Various modifications and alterations of this invention will become apparent to those skilled in the art without departing from the scope and spirit of this invention and it should be understood that this invention is not to be unduly limited to the illustrative embodiments set forth herein.

Claims

1. An article comprising:

a first polymeric substrate having in its surface at least one open channel comprising walls and a bottom surface and

at least one conductive feature on the polymeric substrate surface

wherein at least a portion of at least one conductive feature is located in at least one open channel.

2. The article of claim 1 wherein at least one open channel has a curvilinear cross-section.

3. The article of claim 1 wherein at least one open channel has a rectilinear cross-section.

4. The article of claim 3 wherein the walls and the bottom surface intersect at an angle between about 0° and about 90°.

5. The article of claim 4 wherein the angle is between about 25° and about 80°.

6. The article of claim 1 wherein at least one open channel includes an opening through the entire thickness of the polymeric substrate.

7. The article of claim 1 wherein the polymeric substrate comprises at last two layers of different polymeric material.

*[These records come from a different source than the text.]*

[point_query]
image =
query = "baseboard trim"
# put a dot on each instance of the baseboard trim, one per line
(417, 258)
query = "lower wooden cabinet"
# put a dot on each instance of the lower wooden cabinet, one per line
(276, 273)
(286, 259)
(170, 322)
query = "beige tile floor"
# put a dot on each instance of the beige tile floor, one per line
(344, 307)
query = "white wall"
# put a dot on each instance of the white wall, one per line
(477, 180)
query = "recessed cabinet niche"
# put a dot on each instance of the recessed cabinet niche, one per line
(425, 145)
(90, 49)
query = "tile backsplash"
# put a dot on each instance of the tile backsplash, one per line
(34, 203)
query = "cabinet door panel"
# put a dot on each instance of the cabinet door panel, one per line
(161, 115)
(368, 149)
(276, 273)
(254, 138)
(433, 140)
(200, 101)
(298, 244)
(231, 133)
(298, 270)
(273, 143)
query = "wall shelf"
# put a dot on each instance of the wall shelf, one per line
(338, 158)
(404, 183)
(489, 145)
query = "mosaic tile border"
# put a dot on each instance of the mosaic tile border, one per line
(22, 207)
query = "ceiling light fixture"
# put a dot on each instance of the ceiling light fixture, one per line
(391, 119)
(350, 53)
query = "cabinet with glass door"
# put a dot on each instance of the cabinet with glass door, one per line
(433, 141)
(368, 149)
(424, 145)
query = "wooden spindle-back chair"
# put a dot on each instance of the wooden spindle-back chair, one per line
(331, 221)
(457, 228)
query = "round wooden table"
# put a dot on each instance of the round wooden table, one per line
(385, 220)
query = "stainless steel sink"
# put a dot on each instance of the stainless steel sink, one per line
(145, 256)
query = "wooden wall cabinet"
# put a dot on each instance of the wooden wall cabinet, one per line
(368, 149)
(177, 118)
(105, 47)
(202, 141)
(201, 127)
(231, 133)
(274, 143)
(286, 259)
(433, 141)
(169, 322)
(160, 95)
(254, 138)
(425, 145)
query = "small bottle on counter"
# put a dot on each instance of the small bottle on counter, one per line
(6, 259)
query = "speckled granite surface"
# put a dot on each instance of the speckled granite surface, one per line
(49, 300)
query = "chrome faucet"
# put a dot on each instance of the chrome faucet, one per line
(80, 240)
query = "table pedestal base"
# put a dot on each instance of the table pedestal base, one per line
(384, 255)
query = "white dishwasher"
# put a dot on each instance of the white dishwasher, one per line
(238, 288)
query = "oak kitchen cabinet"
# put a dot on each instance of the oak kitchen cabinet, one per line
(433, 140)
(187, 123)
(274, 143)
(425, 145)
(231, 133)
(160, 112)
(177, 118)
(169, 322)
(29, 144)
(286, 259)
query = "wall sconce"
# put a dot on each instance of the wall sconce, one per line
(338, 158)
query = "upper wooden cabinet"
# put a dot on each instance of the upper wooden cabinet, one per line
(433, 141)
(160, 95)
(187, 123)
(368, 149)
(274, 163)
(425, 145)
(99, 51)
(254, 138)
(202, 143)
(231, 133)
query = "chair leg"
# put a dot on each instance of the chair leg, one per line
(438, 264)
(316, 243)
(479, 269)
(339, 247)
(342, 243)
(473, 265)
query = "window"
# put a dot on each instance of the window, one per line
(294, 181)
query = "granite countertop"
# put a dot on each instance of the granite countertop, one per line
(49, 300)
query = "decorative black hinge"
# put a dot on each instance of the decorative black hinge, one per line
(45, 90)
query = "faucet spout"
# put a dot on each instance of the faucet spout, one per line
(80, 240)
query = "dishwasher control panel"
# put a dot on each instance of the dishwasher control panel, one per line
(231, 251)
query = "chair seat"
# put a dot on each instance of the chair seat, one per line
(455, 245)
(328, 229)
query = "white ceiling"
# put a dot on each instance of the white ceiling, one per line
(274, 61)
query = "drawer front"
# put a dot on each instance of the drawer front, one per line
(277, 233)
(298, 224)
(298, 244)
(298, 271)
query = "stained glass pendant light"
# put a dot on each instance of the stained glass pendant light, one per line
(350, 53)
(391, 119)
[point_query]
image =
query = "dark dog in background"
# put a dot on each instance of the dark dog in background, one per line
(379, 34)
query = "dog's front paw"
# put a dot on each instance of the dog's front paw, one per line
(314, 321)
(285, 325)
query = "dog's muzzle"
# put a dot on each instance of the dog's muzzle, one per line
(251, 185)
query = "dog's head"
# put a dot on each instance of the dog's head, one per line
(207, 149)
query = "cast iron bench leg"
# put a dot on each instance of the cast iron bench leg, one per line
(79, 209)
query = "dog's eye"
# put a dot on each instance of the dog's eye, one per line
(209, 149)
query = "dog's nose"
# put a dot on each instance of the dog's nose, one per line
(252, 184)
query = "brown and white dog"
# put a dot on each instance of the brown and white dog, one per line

8. The article of claim 7 wherein the walls of the open channel comprise a different polymeric material than the bottom surface of the channel.

9. The article of claim 1 comprising a microfluidic device.

10. The article of claim 1 further comprising a second substrate in contact with the surface of the first polymeric substrate thereby forming a closed channel.

11. The article of claim 10 wherein the second substrate has a channel in its surface.

12. The article of claim 11 wherein the channel in the second substrate surface substantially aligns with a channel in the first substrate surface to form the closed channel.

13. A method comprising:

forming at least one channel in the surface of a first polymeric substrate and

forming at least one conductive feature on the polymeric substrate surface

such that at least a portion of at least one conductive feature is located in at least one channel.

14. The method of claim 13 wherein at least one conductive feature is formed by a process selected from the group consisting of additive, semi-additive, subtractive, and subtractive-additive.

15. The method of claim 14 wherein a photomask used in the conductive feature formation process is selected from the group consisting of a dry film photoresist, a liquid photoresist, and a metal mask.

16. The method of claim 14 wherein a liquid photoresist process is used.

17. The method of claim 15 wherein multiple conductive features are formed using a dry film photoresist pattern that bridges at least one channel.

18. The method of claim 17 wherein the conductive feature pattern pitch is about 100 micrometers or less.

19. The method of claim 17 wherein the exposed portions of the metal layer are etched away by submersing the polymeric substrate in an etchant bath.

20. An article comprising:

a polymeric substrate having on its surface at least one sloped conductive feature.

21. The article of claim 20 wherein the sloped conductive feature is between two substantially parallel planes of the polymeric substrate surface.

22. The article of claim 20 wherein the sloped conductive feature is located in a channel in the polymeric substrate surface.